Georgia's close games left share of 'what ifs?' in 8-4 year

Georgia's close games left share of 'what ifs?' in 8-4 year

December 4th, 2013 by David Paschall in Sports - College

Georgia's Todd Gurley scores on a 75-yard touchdown run against Clemson in the 2013 opener.

Photo by Contributed Photo/Times Free Press.

Georgia's frenetic football regular season ended last Saturday with a double-overtime win at Georgia Tech, and the days since have offered some time to reflect.

The Bulldogs began this season ranked No. 5 in the country but wound up 8-4, with the slippage a combination of erratic special teams, a youthful defense and an offense that endured injuries of varying severity to every prominent skill member. There was no shortage of adversity the Bulldogs had to face, including the fact nine of their 12 games were up for grabs midway through the fourth quarter.

"I really admire our guys and their ability to persevere through some tough times," coach Mark Richt said this week. "We had some really close games that we lost that were hard to swallow, but no one lost faith in each other and no one quit fighting, and that was good.

"I do look back and think of one play here and one play there and another play here, and who knows? We could have won one, two or three more. We certainly could have lost one or two more if we didn't get a certain play done at a certain time as well."

Of the 1,706 plays run this season by Georgia and its opposition, the most fortunate for the Bulldogs was when Pig Howard fumbled out of the end zone to end Tennessee's overtime possession in Georgia's eventual 34-31 win in Knoxville on Oct. 5.

There are also three plays that could have turned Georgia's 8-4 record to 11-1, a mark currently owned by SEC counterparts Alabama, Auburn and Missouri:

1. TIPPED TROUBLE

Had Georgia safety Josh Harvey-Clemons recognized that fellow safety Tray Matthews was in position to intercept or bat down Auburn's fourth-and-18 desperation heave on Nov. 16, the ball never would have been tipped to where Tigers receiver Ricardo Louis could have made the winning snag. Less than 30 seconds would have remained, and the Bulldogs would have needed just one snap in a victory formation.

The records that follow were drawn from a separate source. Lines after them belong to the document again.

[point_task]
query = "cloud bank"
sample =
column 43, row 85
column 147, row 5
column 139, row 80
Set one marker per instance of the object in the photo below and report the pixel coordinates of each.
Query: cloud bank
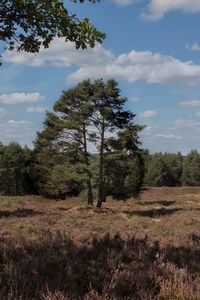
column 158, row 8
column 103, row 63
column 20, row 98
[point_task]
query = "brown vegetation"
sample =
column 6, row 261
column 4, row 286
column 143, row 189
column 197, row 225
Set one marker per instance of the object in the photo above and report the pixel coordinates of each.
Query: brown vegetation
column 61, row 250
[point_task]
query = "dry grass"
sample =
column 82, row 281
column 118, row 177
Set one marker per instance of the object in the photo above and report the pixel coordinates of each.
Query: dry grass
column 165, row 214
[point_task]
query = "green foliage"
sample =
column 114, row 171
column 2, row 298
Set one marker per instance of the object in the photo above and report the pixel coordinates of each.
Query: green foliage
column 15, row 169
column 29, row 24
column 82, row 116
column 191, row 169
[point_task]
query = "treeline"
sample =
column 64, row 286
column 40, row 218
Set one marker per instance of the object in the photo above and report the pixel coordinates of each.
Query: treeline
column 16, row 170
column 92, row 115
column 91, row 118
column 172, row 169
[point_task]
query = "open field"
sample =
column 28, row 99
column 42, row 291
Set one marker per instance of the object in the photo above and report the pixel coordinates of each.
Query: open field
column 169, row 215
column 61, row 250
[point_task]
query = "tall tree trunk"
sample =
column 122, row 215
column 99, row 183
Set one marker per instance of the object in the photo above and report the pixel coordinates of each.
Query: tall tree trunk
column 89, row 183
column 101, row 170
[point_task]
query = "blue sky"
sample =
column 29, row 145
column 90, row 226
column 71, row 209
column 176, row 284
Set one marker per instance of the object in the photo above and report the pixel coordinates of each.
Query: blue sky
column 152, row 48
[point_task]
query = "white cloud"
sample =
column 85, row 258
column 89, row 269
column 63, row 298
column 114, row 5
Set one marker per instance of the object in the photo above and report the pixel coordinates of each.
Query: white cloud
column 148, row 114
column 60, row 54
column 191, row 103
column 193, row 47
column 123, row 2
column 3, row 112
column 102, row 63
column 168, row 136
column 182, row 123
column 158, row 8
column 141, row 65
column 21, row 131
column 20, row 98
column 36, row 109
column 133, row 98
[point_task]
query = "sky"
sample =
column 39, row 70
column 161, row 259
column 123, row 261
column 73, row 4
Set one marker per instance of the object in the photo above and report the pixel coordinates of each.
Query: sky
column 152, row 49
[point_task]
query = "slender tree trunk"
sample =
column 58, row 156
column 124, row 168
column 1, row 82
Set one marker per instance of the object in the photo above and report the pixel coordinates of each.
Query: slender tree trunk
column 89, row 183
column 101, row 170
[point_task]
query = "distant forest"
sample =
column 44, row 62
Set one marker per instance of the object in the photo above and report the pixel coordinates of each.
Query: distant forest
column 91, row 114
column 21, row 173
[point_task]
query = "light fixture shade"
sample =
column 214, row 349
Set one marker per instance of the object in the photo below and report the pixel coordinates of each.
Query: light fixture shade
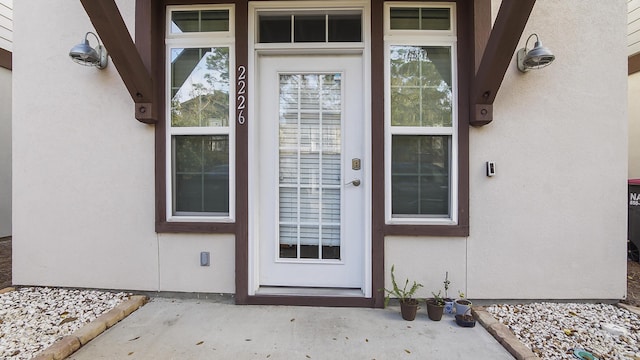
column 85, row 55
column 536, row 58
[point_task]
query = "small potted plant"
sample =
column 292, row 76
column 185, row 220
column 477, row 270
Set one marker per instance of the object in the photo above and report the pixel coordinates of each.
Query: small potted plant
column 466, row 319
column 462, row 305
column 448, row 302
column 435, row 307
column 408, row 304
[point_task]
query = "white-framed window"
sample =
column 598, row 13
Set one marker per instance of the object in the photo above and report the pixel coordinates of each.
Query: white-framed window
column 421, row 144
column 200, row 103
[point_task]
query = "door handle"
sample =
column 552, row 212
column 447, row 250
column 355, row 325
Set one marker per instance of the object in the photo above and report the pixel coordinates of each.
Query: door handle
column 354, row 182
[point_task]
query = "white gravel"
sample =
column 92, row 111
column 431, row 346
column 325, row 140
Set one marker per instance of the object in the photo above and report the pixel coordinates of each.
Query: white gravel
column 33, row 318
column 554, row 330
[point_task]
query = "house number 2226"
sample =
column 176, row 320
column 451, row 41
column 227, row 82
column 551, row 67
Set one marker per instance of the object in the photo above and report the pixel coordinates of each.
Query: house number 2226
column 242, row 90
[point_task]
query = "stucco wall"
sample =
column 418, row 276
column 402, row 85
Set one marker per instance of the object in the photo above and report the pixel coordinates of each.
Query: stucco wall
column 552, row 222
column 84, row 172
column 634, row 126
column 5, row 152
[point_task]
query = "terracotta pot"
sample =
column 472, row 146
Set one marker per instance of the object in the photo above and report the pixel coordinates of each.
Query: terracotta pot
column 434, row 311
column 462, row 305
column 409, row 308
column 448, row 306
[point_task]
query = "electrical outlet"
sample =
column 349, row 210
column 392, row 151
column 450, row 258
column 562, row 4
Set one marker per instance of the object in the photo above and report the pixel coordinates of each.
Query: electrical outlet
column 491, row 168
column 205, row 258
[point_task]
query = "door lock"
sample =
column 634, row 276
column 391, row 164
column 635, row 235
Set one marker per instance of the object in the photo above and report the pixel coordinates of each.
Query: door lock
column 355, row 164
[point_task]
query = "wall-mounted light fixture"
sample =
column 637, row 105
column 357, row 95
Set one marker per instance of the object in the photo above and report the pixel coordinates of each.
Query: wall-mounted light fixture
column 536, row 58
column 85, row 55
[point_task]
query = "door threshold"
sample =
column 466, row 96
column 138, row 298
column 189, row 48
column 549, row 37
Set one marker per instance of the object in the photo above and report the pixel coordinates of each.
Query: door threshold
column 309, row 291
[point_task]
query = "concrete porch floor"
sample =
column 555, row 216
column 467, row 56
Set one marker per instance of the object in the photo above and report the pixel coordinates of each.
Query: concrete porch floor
column 216, row 329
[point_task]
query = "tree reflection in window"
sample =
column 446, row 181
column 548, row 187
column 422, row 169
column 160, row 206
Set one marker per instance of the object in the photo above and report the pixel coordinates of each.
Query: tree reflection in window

"That's a freak play," Georgia quarterback Aaron Murray said after the game. "It's like a nightmare."

2. TARGETING CHAOS

With the Bulldogs leading Vanderbilt 27-14 with 11 minutes remaining in the fourth quarter of their Oct. 19 game in Nashville, the Commodores had a fourth-and-4 pass from Patton Robinette to Jonathan Krause fall incomplete. Georgia linebacker Ramik Wilson was flagged for targeting Krause and was ejected, but he was reinstated after officials determined it was not a foul.

Under the NCAA's controversial first-year rule, however, a player can be reinstated but the penalty remains, and the flag gave Vanderbilt a first-and-10 at Georgia's 15-yard line. The Commodores scored a touchdown six plays later and went ahead with under three minutes to play after the Bulldogs botched a punt snap.

"I promised myself I wouldn't say anything horrendous about the officiating in the game," Richt said afterward.

3. GURLEY'S QUAD

Tailback Todd Gurley's 75-yard touchdown run in the opener at Clemson forever will be remembered for a celebration that resulted in receiver Malcolm Mitchell tearing his ACL. Gurley, however, strained his quadriceps on the play and spent the second quarter either hobbling on the field or receiving treatment on the sideline.

In Georgia's final five possessions of the first half, the Bulldogs ran 14 plays for 8 yards, which was a foreshadowing of how Georgia would struggle when Gurley sprained his ankle a month later against LSU. Gurley came back late in the third quarter at Clemson and was productive, and he finished the night with 154 yards on only 12 carries.

Would a 38-35 loss have been different had Gurley played four quarters instead of two and a half?

Georgia's only defeat this season that wasn't a one-possession game was its 41-26 loss to Missouri on Oct. 12, and even in that one the Bulldogs trailed 34-26 with three minutes remaining.

"It was a season of a lot of close games, and I think we learned a lot about ourselves," Richt said. "We are gaining some tremendous experience that will not only help us in the bowl but down the road. There are a lot of good things that have happened this year, but it's also been heartbreaking at times."

Said safety Corey Moore: "It's not the record we intended to have, but this team will always go down as one that didn't give up. I love this team."